The Secretary of State consistently comes to the House and announces policies that seem to have been written on the back of a fag packet from the Minister of State, Department of Health, the hon. Member for Chelmsford (Mr Burns), but in his explanation on this morning’s “Today” programme the Secretary of State could not even make his mind up about the fag packet. Does he understand that the time allowed for the implementation of legislation that has been passed by the House was meant to allow people who are consequential in delivering that policy enough time to plan for it? The delay that he has introduced has made it more difficult for people such as the newsagents whom he spoke about in his statement because they have to prepare. Are we going to have branding or not? Will packets be on display or not? What is the Government’s policy?

I think that I have already answered that question. The hon. Gentleman at least among Opposition Members seems to have understood what it is to be in opposition: the point is simply to oppose and that is all he is doing. This is a positive statement and he should address it in that light.
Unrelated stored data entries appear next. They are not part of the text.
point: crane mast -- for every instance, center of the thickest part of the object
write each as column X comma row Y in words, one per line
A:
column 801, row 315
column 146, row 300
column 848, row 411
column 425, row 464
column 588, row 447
Does the Secretary of State agree with local GPs in my constituency that one way to help reduce health inequalities and spend money in the NHS better is to review reporting mechanisms in the NHS and how they impact on referral decisions, particularly in-house referrals?

Yes. I know that the GPs in Cheshire are a very go-ahead group and I am looking forward to seeing how they take on these responsibilities. I have seen GPs recently make presentations showing that they can really take a grip on referral patterns. They can see referrals not just in terms of trying to interpret patterns and numbers, but on the basis of clinical judgment. The combination of clinical judgment and understanding and knowledge of commissioning and contracting leverage is the basis from which we can improve overall the commissioning of activity for patients.

The Secretary of State mentioned that the Government are investing £560 million in encouraging sustainable forms of transport, such as walking and cycling, but given that the Department for Transport is systematically un-ring-fencing many of the transport budgets for local government, what guarantees can he give that that pot of money will be spent on that specific purpose?

We have been very clear in the spending review and subsequent announcements that we will take the ring fence off many of the grants provided to local government, because we trust local government and we expect those in local government who are responsible for such things to be accountable to their electors. Where public health is concerned—this is separate from the point the hon. Gentleman makes—NHS money will be ring-fenced in the hands of local authorities for health gain. There will be many appropriate uses, so the ring fence will in no sense, I hope, have a constraining effect.

I am sure that, like me, the Secretary of State recognises that different population groups offer and present different public health challenges; for example, the Asian community has higher rates of cardiovascular disease. Does he agree that the White Paper presents an excellent opportunity for local authorities to address specific local concerns that are relevant to their NHS populations?